Entscheidungsfaktor

Man möchte sich schon wieder nur auf den sportlichen Bereich fokussieren beim FC Augsburg. Zu spannend ist die Phase unter Jess Thorup. Zwischendurch will ich weiterhin einen Blick auf Themen abseits des Rasens werfen. Am Ende der abgelaufenen Saison war eines der heißen Themen der mögliche Investoreneinstieg bei der DFL, der deutschen Fußballliga, der auch durch die Sitzung in der letzten Woche immer noch ein Thema ist. Der Einstieg platzte damals, die Clubs stoppten das Verfahren und der FCA war mittendrin. Und das war dann in dieser Form zumindest ein bisschen unerwartet. Es folgt ein kurzer Rückblick, der zeigt, welchen Einfluss der FCA im Ligaverbund mittlerweile hat.

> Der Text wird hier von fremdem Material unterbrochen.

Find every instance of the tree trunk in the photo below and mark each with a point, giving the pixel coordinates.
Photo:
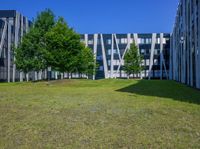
(27, 77)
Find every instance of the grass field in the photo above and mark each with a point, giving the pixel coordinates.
(99, 114)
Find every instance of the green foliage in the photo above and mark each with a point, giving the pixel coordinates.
(133, 60)
(64, 47)
(29, 53)
(32, 52)
(85, 61)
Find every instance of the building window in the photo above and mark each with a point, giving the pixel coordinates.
(124, 41)
(143, 51)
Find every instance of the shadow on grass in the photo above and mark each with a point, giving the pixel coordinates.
(164, 89)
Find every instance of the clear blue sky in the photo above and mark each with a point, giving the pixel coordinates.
(105, 16)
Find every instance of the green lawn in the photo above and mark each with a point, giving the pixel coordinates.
(99, 114)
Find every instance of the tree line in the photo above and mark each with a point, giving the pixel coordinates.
(51, 43)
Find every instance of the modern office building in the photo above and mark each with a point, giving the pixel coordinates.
(110, 49)
(13, 26)
(185, 44)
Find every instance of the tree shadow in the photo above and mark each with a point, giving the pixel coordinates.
(164, 89)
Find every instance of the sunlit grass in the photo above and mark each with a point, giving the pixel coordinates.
(99, 114)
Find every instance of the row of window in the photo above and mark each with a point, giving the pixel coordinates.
(125, 41)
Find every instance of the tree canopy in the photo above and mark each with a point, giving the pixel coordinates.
(52, 43)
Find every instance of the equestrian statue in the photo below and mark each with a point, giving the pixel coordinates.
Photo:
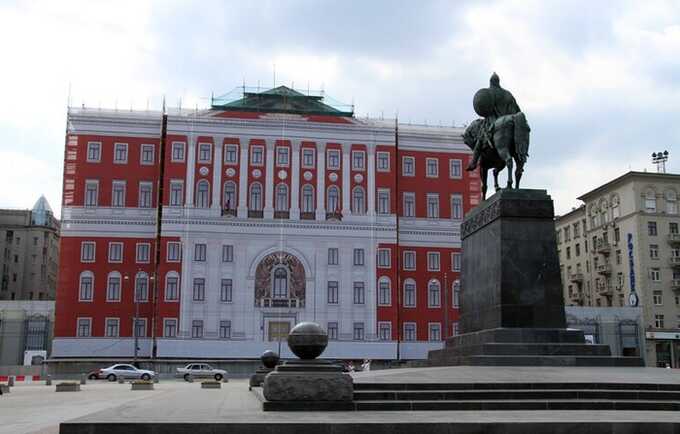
(500, 138)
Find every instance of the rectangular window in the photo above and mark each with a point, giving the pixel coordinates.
(333, 156)
(87, 251)
(199, 289)
(409, 331)
(308, 155)
(455, 169)
(408, 166)
(230, 154)
(409, 260)
(359, 293)
(226, 290)
(333, 256)
(120, 153)
(227, 253)
(282, 156)
(433, 261)
(383, 201)
(112, 327)
(332, 331)
(358, 257)
(204, 152)
(143, 253)
(384, 293)
(118, 194)
(147, 155)
(225, 329)
(435, 332)
(176, 192)
(91, 193)
(409, 205)
(456, 206)
(200, 252)
(333, 292)
(116, 253)
(358, 331)
(358, 160)
(383, 161)
(174, 251)
(94, 152)
(385, 331)
(84, 327)
(456, 260)
(432, 206)
(256, 155)
(384, 258)
(197, 329)
(432, 167)
(177, 155)
(145, 194)
(169, 328)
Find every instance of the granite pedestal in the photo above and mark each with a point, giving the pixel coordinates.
(512, 306)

Hintergründe zum Investoreneinstieg bei der DFL

Gedankenspiele bzgl. eines Investoreneinstiegs gab es eine ganze Weile, bevor das Thema entscheidungsrelevant wurde. Aus den Gedankenspielen wurde über die abgelaufene Saison hinweg ein konkreter Plan. DFL-Interimsgeschäftsführer Oliver Leki hielt den Einstieg für notwendig. Über den Einstieg sollte ein Teil der zukünftigen Einnahmen der DFL, hauptsächlich Fernsehgelder, für einen Einmalbetrag an ein Private Equity Unternehmen verkauft werden, dass im nächsten Schritt ausgewählt werden sollte. Andere Ligen hatten es vorgemacht, in Deutschland wählte man den Weg des schlechten Imitats. In Frankreich bedauert man die Entscheidung mittlerweile. Dafür waren gewisse Einflussmöglichkeiten abzugeben. Aus den Beiträgen sollten zweierlei Ausgaben – sehr vereinfacht meinerseits – getätigt werden. Einerseits sollte die DFL selbst gerade im Streaming und Multimedia-Bereich zukunftstauglich gemacht werden. Andererseits wäre der größte Teil der Einnahmen den Clubs zu Gute gekommen, quasi zur freien Verfügung. Gerade die Clubs, die sich in wirtschaftlicher Schieflage befinden, hatten hieran ein großes Interesse.

Meinungsbild abseits der DFL

Die Fans lehnten die Idee eines Investoreneinstiegs mehrheitlich ab. 2/3 aller Anhänger waren gegen einen Einstieg, bezogen auf den FCA sogar fast 3/4. Der Kicker hatte eine entsprechende Umfrage durchgeführt. Das Thema war sichtbarer Mittelpunkt von Fanprotesten Die von Leki angeführte Notwendigkeit war natürlich teilweise Quatsch, gerade abseits der multimedialen Zukunftstauglichkeit. Zudem gibt es auch keine komplett gleichgerichteten Interessen zwischen Private Equity Investor und Liga. Die Liga sollte eine langfristigere Strategie verfolgen als der Investor und zudem die Rolle des Fußballs über gewinnorientierte Strukturen hinaus begreifen. Sozialverträglichkeit ist ein Stichwort, dass man in diesem Zusammenhang nicht gelesen hat.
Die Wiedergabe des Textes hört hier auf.